Immigration

Immigrant Facing Deportation Leaves Church Sanctuary

The organization said the man was denied a deportation stay under President Donald Trump’s administration and ordered to leave the country

A Guatemalan man has left the Massachusetts church he lived in for more than three years to avoid deportation after being granted a reprieve from federal immigration officials.

Lucio Perez stepped of the First Congregational Church in Amherst on Saturday. Rev. Margaret Sawyer, of the Pioneer Valley Workers Center, a local group that’s been supporting Perez, said U.S. Immigration and Customs Enforcement recently stayed his deportation.

The organization said Perez was denied a deportation stay under President Donald Trump’s administration and ordered to leave the country. It said he entered the country illegally in 1999 at the age of 17 and eventually settled in Springfield, Mass. with his wife and family in 2008.
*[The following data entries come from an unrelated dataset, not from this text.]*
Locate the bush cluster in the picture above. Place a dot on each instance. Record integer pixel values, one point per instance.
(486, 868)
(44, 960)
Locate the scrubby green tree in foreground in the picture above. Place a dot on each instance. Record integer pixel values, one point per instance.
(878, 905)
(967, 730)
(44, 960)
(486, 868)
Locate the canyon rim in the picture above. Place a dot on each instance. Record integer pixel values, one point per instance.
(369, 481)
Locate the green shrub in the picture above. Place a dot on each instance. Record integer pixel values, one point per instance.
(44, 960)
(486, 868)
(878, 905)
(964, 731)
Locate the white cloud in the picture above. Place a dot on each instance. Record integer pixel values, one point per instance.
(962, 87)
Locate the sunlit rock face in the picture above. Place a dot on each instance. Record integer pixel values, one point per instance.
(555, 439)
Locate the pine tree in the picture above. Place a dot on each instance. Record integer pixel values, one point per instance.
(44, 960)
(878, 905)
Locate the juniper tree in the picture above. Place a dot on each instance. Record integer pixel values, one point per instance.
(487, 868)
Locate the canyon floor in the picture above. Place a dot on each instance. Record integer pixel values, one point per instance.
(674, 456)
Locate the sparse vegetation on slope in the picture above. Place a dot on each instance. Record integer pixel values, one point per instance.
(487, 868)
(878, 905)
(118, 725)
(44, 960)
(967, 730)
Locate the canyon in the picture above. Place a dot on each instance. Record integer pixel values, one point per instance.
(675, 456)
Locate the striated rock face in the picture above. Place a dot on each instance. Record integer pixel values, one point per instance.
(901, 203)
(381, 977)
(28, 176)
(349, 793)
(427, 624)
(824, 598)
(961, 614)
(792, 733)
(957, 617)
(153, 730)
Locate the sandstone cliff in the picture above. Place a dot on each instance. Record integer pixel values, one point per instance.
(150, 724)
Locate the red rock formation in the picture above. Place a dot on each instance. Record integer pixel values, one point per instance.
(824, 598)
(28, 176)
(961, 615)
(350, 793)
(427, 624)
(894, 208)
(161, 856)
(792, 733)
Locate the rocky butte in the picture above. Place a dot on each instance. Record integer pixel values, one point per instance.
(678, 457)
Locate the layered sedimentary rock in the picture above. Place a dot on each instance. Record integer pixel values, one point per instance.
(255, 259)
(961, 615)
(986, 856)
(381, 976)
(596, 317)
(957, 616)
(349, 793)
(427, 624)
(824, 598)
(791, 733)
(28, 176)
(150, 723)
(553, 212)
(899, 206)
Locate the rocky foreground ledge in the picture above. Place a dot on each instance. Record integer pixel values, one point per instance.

Perez was joined outside the church Saturday by Democratic U.S. Rep. Jim McGovern, other local elected officials, and Rev. Vicki Kemper, of the First Congregational Church.

“I wish I could come out there and hug every single one of you because you will always be part of my family,” Perez said, according to WWLP-TV.

Perez was among more than 70 immigrants nationwide who took sanctuary in churches during President Donald Trump’s administration. Churches have long been treated as off-limits for immigration enforcement.

Earlier this week, supporters of a Guatemalan woman who has been living for years in a church in Bedford, Massachusetts said she was granted a temporary reprieve by ICE to remain in the country, though she wasn’t planning to immediately leave the church.